As the New Year is preparing to force us all to live within the confines of 2017 for a whole year (selfish!), ModState LLC has continued to develop behind closed doors. In addition to growing beyond the recently-founded board of directors in terms of MANpower1, we’re gearing up to expand our reach as an online magazine in 20172.
I’m pleased to report that yesterday ended with December having bested August as our strongest month of traffic to date and that honestly shocks me still. While it may not seem like the brightest PR move for your “top” editorial figure to act surprised by good news out in the open, there’s no getting around the fact that our network has struggled on every level throughout much of this month. Any of you who braved the wiles of the post-election stimulation hangover by swinging by here know that. In fact, until this week, the days spent with a static image up were the sole sign of life just prior to our server issues. Until Wednesday, we weren’t functioning on any level discernible by the neutral observer.
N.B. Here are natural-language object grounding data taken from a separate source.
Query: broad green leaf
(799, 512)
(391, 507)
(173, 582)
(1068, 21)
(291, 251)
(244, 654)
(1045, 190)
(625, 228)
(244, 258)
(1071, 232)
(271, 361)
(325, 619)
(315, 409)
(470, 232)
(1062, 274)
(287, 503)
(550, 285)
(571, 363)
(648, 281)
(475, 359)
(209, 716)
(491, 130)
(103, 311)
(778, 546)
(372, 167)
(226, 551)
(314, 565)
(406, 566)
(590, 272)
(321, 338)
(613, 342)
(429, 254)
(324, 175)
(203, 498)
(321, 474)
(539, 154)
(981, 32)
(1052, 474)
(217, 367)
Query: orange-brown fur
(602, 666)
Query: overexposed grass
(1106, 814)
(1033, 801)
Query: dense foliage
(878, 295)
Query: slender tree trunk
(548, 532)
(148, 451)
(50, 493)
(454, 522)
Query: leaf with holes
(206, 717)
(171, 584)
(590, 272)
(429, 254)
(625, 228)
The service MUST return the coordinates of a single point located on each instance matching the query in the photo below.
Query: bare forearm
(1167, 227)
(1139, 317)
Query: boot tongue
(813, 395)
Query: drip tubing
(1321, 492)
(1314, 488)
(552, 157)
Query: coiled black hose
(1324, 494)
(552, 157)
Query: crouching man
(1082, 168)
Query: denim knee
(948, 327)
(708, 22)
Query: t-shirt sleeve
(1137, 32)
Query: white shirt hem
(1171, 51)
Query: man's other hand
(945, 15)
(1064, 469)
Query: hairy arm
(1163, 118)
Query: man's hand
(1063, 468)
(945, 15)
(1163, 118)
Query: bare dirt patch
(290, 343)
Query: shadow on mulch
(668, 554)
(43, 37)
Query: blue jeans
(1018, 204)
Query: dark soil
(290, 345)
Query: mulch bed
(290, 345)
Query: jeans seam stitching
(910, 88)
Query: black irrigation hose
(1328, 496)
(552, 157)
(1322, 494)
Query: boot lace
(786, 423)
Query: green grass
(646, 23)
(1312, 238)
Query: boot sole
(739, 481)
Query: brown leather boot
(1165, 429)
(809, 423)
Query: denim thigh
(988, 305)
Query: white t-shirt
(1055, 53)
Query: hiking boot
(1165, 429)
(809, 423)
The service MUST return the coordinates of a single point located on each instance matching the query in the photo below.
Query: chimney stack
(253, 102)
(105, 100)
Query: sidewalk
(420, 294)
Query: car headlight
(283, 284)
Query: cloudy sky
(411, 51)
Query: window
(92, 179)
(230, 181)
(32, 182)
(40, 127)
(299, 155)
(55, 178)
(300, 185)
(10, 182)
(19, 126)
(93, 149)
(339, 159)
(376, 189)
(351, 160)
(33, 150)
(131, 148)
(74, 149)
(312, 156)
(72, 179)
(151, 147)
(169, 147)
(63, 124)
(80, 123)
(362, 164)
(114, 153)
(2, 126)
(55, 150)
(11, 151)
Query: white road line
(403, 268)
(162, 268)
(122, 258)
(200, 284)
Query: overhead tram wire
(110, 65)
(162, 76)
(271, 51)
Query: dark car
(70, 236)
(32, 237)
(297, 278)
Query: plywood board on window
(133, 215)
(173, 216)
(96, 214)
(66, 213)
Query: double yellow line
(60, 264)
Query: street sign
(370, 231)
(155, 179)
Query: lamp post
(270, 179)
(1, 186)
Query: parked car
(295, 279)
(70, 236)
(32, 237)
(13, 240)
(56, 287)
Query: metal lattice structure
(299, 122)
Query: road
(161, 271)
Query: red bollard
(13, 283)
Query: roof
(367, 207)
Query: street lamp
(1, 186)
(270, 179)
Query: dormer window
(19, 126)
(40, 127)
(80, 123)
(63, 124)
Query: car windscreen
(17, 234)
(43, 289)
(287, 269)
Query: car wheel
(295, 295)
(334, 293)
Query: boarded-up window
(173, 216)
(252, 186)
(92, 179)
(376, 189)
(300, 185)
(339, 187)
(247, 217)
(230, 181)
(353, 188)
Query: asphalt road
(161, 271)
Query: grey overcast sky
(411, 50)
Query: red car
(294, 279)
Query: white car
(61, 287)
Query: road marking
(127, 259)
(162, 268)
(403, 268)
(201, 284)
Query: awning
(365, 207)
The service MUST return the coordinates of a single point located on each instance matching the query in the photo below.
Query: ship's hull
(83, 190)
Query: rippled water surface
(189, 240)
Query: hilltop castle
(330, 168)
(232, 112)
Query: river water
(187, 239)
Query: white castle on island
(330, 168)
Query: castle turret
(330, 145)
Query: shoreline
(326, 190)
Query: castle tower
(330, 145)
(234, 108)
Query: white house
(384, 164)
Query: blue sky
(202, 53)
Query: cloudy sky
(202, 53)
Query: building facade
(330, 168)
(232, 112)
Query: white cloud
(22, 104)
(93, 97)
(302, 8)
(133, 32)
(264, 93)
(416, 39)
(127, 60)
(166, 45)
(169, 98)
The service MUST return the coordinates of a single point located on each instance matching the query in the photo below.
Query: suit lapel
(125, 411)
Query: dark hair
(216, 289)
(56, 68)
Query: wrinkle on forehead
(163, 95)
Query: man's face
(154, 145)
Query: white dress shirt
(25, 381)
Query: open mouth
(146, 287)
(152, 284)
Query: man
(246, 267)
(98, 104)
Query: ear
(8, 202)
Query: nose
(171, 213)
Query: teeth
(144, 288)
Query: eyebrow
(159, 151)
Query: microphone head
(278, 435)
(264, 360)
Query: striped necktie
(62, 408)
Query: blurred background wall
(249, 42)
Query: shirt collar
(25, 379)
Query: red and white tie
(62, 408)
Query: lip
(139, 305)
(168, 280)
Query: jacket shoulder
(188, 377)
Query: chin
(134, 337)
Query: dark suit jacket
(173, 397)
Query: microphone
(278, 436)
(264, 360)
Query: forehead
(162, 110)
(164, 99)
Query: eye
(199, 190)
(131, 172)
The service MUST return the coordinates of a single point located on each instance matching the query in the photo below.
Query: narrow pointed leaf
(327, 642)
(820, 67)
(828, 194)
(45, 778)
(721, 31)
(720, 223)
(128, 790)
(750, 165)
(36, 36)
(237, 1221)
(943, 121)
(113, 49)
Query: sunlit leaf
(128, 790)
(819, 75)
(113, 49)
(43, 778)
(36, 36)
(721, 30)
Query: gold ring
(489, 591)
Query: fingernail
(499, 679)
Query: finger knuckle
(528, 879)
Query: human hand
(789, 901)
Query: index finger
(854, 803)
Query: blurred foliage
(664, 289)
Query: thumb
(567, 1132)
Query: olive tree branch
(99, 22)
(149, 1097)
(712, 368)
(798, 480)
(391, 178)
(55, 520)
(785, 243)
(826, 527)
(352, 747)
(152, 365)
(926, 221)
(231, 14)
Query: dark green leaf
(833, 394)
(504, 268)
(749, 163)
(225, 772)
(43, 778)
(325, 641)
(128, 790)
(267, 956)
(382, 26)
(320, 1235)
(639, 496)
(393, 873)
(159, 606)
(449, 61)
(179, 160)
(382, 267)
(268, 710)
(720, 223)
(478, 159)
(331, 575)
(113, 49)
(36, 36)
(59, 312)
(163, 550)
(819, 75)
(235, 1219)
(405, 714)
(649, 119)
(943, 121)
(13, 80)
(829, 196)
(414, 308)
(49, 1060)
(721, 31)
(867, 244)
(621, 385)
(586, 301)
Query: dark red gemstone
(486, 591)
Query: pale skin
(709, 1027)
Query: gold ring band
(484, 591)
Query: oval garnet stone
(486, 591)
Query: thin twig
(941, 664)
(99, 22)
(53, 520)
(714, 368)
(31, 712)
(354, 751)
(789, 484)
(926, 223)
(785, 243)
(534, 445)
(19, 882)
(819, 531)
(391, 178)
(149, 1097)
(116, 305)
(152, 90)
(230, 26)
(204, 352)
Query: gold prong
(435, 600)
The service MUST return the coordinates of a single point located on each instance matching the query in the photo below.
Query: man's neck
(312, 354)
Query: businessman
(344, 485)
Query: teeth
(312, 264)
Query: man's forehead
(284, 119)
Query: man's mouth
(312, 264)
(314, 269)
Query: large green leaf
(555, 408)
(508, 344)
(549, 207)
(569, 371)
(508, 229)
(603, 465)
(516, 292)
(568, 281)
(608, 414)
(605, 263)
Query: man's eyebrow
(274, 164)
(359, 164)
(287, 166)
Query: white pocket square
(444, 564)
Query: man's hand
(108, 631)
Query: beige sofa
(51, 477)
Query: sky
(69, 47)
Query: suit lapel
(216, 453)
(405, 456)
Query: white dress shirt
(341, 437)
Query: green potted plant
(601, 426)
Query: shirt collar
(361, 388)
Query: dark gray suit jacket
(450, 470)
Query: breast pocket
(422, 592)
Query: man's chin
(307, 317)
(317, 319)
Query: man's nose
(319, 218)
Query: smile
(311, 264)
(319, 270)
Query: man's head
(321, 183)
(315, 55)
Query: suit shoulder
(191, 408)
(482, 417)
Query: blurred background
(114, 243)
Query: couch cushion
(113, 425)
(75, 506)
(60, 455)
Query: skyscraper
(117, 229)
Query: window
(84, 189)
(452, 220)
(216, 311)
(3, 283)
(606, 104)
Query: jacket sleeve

With that, it’s far beyond relief the feeling I close out this month knowing that, even with all of our apparent woes the public didn’t give up on us and continued to persist in swinging by to see if we were milling about. Again, the interest was so keen and persistent that we topped August as our strongest month in traffic since our official launch on 30 April, 2016. Rather than go out on a whimper, complete with moans and groans of “It’s not fair!” I’m thrilled knowing that the paranoia involved in constantly backing up database and files paid off by ModState losing nothing more than the downtime involved and some of the favor we had generated amongst our faithful. Not only have I learned a great deal on the technical side due to our budget calling me into IT action since before the launch (HTML aside, any additional CSS and PHP work? Yep!), but I got to know our server and a few other anger-inducing sets of initials due to the chaos of our downtime. On top of being able to nearly use all ten fingers in a countdown of traumas endured in my personal life in my lifetime of Decembers survived, I ended up having to bring about resolution to a month replete with grief enveloping ModState as a publication and a network. As a result, by whatever means this series of debacles transpired, it nearly met with a damning end as a corporate enterprise.
That did not occur, obviously. I’ve been shown unwavering support behind closed doors by everyone involved on every level of this enterprise, and all that really matters now (from the corporate standpoint) is that everyone made it through this Holiday season safe and sound. LLC aside, though, and where the love never quite ran out on me (though it would’ve been warranted long ago) was as shown me by both of my wonderful, ever-loving and kind parents throughout my three-plus decades of life and, last but not least, my lovely, determined wife (imbued, I promise you, with the resilient love and belief not dissimilar from a patron saint of any and all goodness). That personal, Heaven-on-Earth, unholy-but-divinely-favored trinity of love meant all stayed right through the rain as all ends well this year because the love shown me never ceases and…yes, all is well.
Strength and honor.
1 Yeah, manpower. Just like we’ve been called corpsman in the Navy not because women are inferior but because until this half of the decade women have not been consistently permitted into combat-ready units as part of any policy. Thus, Marine infantry units did what they’ve always done in taking Navy medical personnel along for the s**t-show and, again, recall that bit about how it has been 99+% men that’ve gone to combat in America? Well, the Navy medical officers go by their rank but the Navy enlisted who go with the Marines? Nobody but their fellow Navy enlisted say their rank. To the Marines? It’s “Doc” and, to everyone else, they’re just a corpsman. That said, as pertains to ModState, as we’ve had several wonderful, brilliant women involved in our endeavor(s), that comprises what I like to call “a joke”, referring to the lot as manpower even though one of our stalwarts is from our stomping grounds here in South Louisiana in spite of her current geographical handicap (she lives in Orlando, Florida). That and, oh, yeah, on our board of directors and fulfilling an integral role as not only a visionary accountant but also as an acting CFO to help us get it together, keep it together and make it off the ground? In her extensive spare time outside of this she is a caretaker for a live-in elderly relative, a cosmetologist and is working on cleaning up one dilapidated old property while selling another. And by working on it I mean she’s the one actually doing it. That lady for whom a label of “ambitious” would nearly approach an insult? Katherine F. DeViney? That would be my mother. If there was a chance I was being serious (which there isn’t), she wouldn’t be within the same language as a joke she would bear the brunt of.
2 We only have to put up with 2017 for 365 days. Hey, it could’ve been 366 and it’d be one of those weird years where people like my former neighbor in Knoxville, “Crazy” Eddie, who was just turning 40-year-old but kept insisting he was actually turning 10. “Whatever for?!” I thought you’d never ask. I just don’t feel like repeating that story again. Not now. Au revoirs!